Teoría de la compensación
Nadie vio lo que ellos vieron. Los bomberos de El Pozo se recuperan de su mejor trabajo, su peor recuerdo
Los profesionales que trabajan inmediatamente antes de la muerte o de la supervivencia suelen valerse de una especie de truco que podría llamarse teoría de la compensación: la satisfacción de salvar una vida compensa la angustia de otra que se escurre entre los brazos. Julián Martín, un veterano bombero de 50 años, explica que se ha servido de este truco durante los últimos 24 años, los mismos que lleva en el oficio, y que resume así: "Muchos atentados, muchos accidentes de tráfico, muchos incendios y un 11 de marzo de 2004". Es un día aparte. Porque a partir del 11-M ese mecanismo de alivio dejó de funcionar y la teoría de la compensación se volvió infantil, ridícula, insuficiente.
Los bomberos fueron los primeros en llegar a la estación de El Pozo y ver qué habían hecho dos bombas en un tren lleno de gente a la hora punta. Dividieron el trabajo en dos tiempos: primero, los vivos; luego, los muertos. "Entramos en el boquete, buscando a los supervivientes. Les tocabas el pulso, los movías, y si no respondían, ibas a por el siguiente. Algunos estaban paralizados en sus asientos, no oían nada por la explosión y te miraban como preguntando '¿qué ha pasado aquí?'. También recuerdo a una chica sentada en el piso de arriba con los auriculares puestos. Estaba perfecta, no tenía ni un rasguño. Fui corriendo hasta ella, pero estaba muerta", recuerda Julián.
Tardaron unos 45 minutos en sacar a los supervivientes. Luego estuvieron cinco horas recuperando cuerpos. Hasta 67.
En el rincón de la estación donde iban colocando a las víctimas hay, tres años después de la masacre, medio centenar de velas encendidas, algunas fotos y mensajes cariñosos para recordar que en el barrio no han olvidado a sus muertos. Los pasajeros entran en la estación con paso apurado y la intención de coger un tren, pero se detienen frente a las velas y pasados unos minutos, como si recordaran que tienen prisa, huyen apresuradamente, devorando las escaleras hasta llegar al andén. La escena -las prisas, la pausa, la huida- se repite durante toda la mañana. Nadie pasa por El Pozo sin tropezar con el 11 de marzo de 2004.
Carlos Díez, bombero de 35 años, regresa a la estación por primera vez desde aquel día. En el andén se le escapa una lágrima y sus compañeros, Julián Martín y Javier Brufau, se precipitan sobre él como intentando apagar con palmaditas en la espalda aquella chispa de angustia. "El 11 de marzo llevaba tres años trabajando de bombero.
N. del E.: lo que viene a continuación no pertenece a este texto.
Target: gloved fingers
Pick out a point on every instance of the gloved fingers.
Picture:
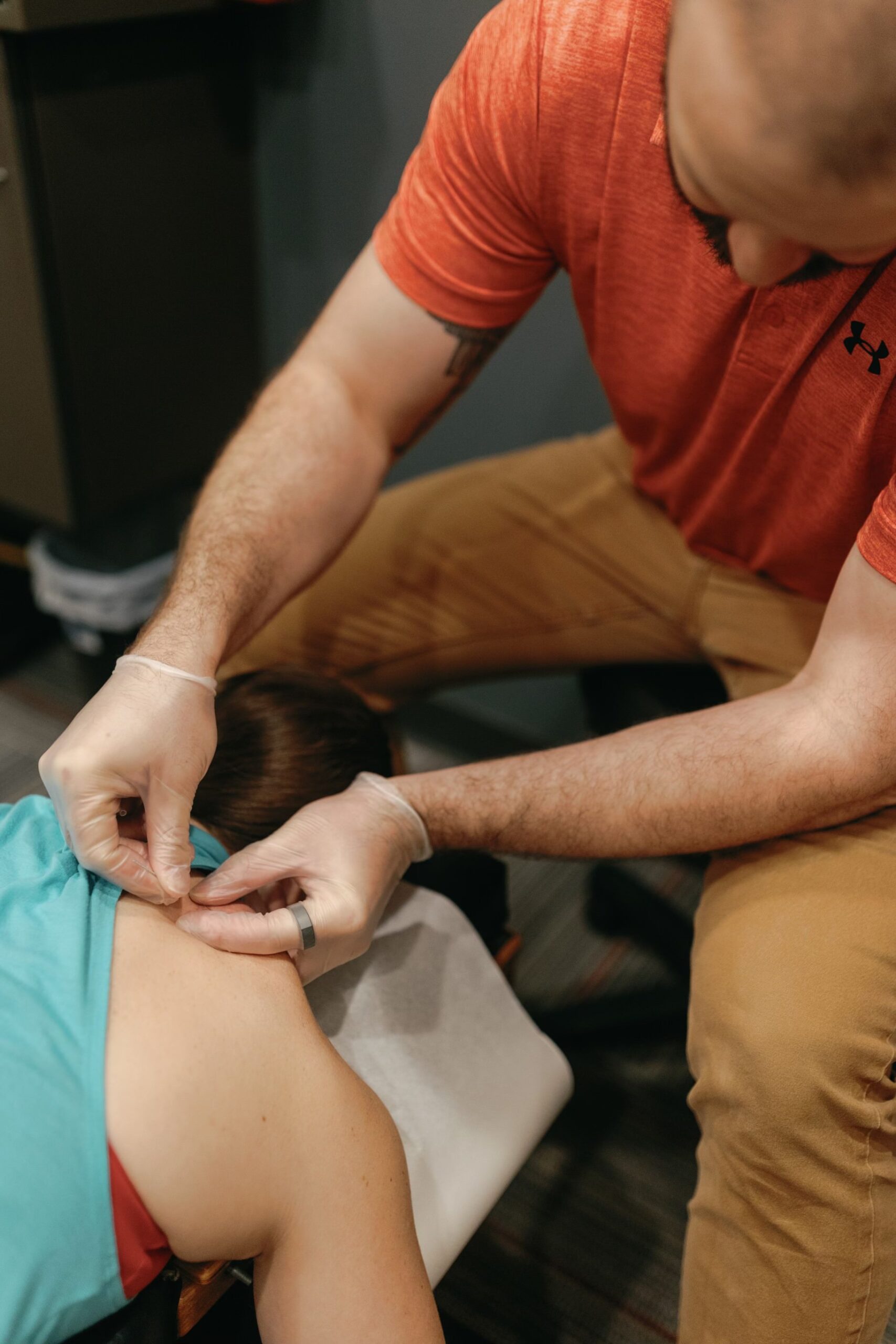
(171, 853)
(251, 869)
(97, 844)
(239, 929)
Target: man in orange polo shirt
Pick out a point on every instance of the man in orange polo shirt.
(722, 190)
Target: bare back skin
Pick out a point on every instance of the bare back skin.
(248, 1136)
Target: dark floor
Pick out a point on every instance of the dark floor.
(586, 1244)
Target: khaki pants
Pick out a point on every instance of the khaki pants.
(549, 558)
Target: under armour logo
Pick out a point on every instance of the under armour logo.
(876, 355)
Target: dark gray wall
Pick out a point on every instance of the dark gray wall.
(344, 89)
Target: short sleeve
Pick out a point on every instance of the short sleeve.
(462, 237)
(878, 537)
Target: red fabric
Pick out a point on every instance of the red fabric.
(143, 1247)
(754, 428)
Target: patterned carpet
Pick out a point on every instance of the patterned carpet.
(586, 1244)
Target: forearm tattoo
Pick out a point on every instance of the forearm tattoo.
(475, 346)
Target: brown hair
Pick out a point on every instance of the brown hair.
(285, 737)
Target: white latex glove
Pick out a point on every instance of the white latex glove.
(144, 736)
(343, 855)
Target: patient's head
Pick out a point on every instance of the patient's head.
(285, 737)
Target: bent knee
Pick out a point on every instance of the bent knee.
(792, 1021)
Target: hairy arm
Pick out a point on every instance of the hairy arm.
(248, 1136)
(818, 752)
(371, 377)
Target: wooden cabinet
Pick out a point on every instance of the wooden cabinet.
(128, 300)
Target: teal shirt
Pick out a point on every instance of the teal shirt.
(58, 1258)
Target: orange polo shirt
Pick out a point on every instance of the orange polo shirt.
(763, 423)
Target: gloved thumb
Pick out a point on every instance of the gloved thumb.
(245, 872)
(241, 929)
(168, 838)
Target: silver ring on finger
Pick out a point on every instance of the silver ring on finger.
(305, 927)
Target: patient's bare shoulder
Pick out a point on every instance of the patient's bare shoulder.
(208, 1055)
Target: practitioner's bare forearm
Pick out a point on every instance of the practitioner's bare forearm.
(815, 753)
(703, 781)
(374, 373)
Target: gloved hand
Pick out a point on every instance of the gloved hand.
(144, 736)
(344, 854)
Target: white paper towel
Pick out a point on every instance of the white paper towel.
(430, 1023)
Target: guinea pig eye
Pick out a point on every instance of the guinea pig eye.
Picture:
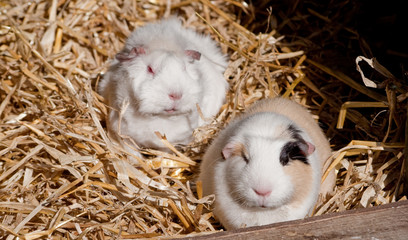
(245, 157)
(292, 151)
(150, 70)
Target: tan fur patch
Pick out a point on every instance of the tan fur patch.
(301, 175)
(239, 150)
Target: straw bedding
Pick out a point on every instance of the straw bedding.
(61, 176)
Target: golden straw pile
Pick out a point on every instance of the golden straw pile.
(62, 177)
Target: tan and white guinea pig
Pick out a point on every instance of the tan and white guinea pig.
(164, 71)
(266, 166)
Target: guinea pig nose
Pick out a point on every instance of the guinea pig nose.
(263, 192)
(175, 96)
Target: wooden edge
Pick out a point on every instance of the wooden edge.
(388, 221)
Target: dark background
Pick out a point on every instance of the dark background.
(345, 30)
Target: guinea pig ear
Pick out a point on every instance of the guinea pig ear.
(228, 150)
(307, 147)
(193, 54)
(301, 150)
(127, 56)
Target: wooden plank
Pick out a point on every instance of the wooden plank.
(389, 221)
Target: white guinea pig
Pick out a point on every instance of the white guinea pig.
(265, 166)
(164, 71)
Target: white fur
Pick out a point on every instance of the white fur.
(232, 180)
(200, 82)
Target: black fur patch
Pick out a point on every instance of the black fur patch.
(293, 150)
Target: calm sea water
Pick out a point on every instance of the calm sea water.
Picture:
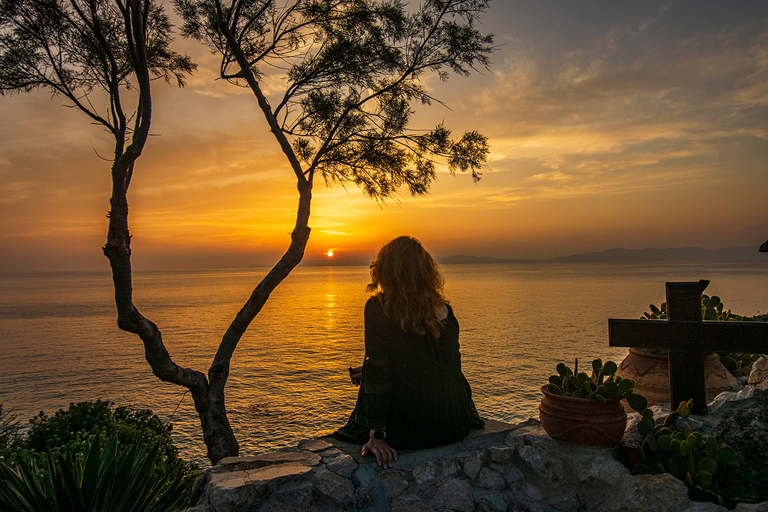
(60, 343)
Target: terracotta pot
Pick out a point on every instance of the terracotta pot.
(651, 375)
(581, 420)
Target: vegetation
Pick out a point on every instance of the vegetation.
(9, 432)
(602, 385)
(727, 467)
(117, 478)
(95, 457)
(712, 308)
(686, 455)
(747, 432)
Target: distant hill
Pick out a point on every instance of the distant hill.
(746, 254)
(671, 254)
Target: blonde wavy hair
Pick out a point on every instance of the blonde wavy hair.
(409, 285)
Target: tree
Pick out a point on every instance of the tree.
(352, 70)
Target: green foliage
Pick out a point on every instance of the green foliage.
(9, 432)
(117, 478)
(746, 431)
(602, 385)
(72, 48)
(69, 429)
(686, 455)
(712, 308)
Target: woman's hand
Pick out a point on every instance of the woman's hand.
(384, 453)
(355, 374)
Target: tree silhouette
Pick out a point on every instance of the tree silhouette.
(352, 71)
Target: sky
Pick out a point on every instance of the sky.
(611, 124)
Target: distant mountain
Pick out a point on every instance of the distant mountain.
(461, 259)
(671, 254)
(746, 254)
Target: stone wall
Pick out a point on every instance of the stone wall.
(503, 468)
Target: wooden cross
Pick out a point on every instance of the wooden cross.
(688, 340)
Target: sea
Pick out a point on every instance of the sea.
(59, 342)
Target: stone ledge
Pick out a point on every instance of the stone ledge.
(503, 468)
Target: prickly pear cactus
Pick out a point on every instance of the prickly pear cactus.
(686, 455)
(602, 385)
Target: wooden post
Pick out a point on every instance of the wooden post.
(686, 362)
(688, 340)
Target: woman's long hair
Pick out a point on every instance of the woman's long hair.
(410, 286)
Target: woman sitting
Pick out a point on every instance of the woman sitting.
(412, 391)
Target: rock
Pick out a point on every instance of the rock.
(489, 479)
(454, 495)
(410, 504)
(705, 507)
(395, 482)
(472, 465)
(333, 486)
(343, 465)
(660, 493)
(758, 377)
(489, 501)
(425, 474)
(506, 467)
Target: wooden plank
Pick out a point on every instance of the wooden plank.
(710, 336)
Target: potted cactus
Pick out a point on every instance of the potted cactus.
(586, 409)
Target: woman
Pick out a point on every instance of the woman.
(412, 391)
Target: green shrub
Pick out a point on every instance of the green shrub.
(9, 432)
(117, 478)
(52, 444)
(70, 428)
(699, 462)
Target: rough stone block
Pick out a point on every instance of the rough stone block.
(759, 375)
(454, 495)
(410, 503)
(425, 474)
(343, 465)
(489, 479)
(501, 454)
(473, 464)
(661, 493)
(450, 467)
(394, 481)
(490, 501)
(333, 486)
(314, 445)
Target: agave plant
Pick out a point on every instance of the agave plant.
(117, 478)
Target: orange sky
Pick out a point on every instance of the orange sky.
(640, 126)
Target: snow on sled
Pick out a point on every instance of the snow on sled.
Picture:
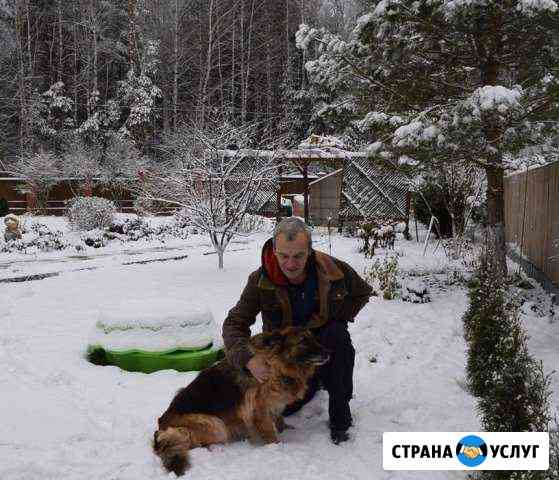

Había visto accidentes de tráfico, algún cadáver, pero siempre había cierta lógica o mala suerte... Aquello era imposible de asumir. Los trenes estaban abiertos como latas. Un vecino del piso de enfrente nos avisó de que en el techo de la estación había un cadáver. Yo soy incapaz de volver aquí y ver una estación normal y corriente", explica Carlos.
Durante dos años ha recibido llamadas periódicas de un psicólogo "para ver qué tal iba". Ha tenido sus recaídas, pero ahora está bien. "La mejor terapia fue volver al parque al día siguiente. Con mis compañeros podía hablar de las cosas que había visto. Con mi mujer, no", añade Carlos.
"El 11 de marzo nos machacó a todos. Cuando no lloraba uno, lloraba otro. Te ibas a un rinconcito, llorabas un poco, te desahogabas y volvías al trabajo, a los vagones. No parábamos de animarnos entre nosotros, de darnos toques de afecto. Curiosamente, los compañeros que estaban más enteros aquel día han caído luego como moscas. De repente, desaparecían. Luego te enterabas de que estaban de baja por depresión", explica Julián.
"Yo llegué a mi casa, me metí en la cama y no salí de allí en tres días. Enseguida empecé a sentirme culpable, a pensar si podía haber hecho más. El psiquiatra dice que todos decimos lo mismo", añade Julián. A veces habla con esa jerga robada al especialista, como cuando explica por qué de repente, tras los atentados, empezó a sentirse mejor en el parque de bomberos, trabajando, que en su casa: "Pasaba por muchos procesos de inseguridad", dice.
Javier Brufau, de 39 años, asiente con la cabeza. "Nunca estás preparado para algo así". Fernando Munilla, jefe de servicios de extinción de incendios de Madrid, añade: "Mientras estás allí te centras en el trabajo. Yo intenté no enfocar las caras de las víctimas, pero me quedé con el silencio y los olores. Lo tengo grabado en el cerebro. Ordenado, pero grabado para siempre".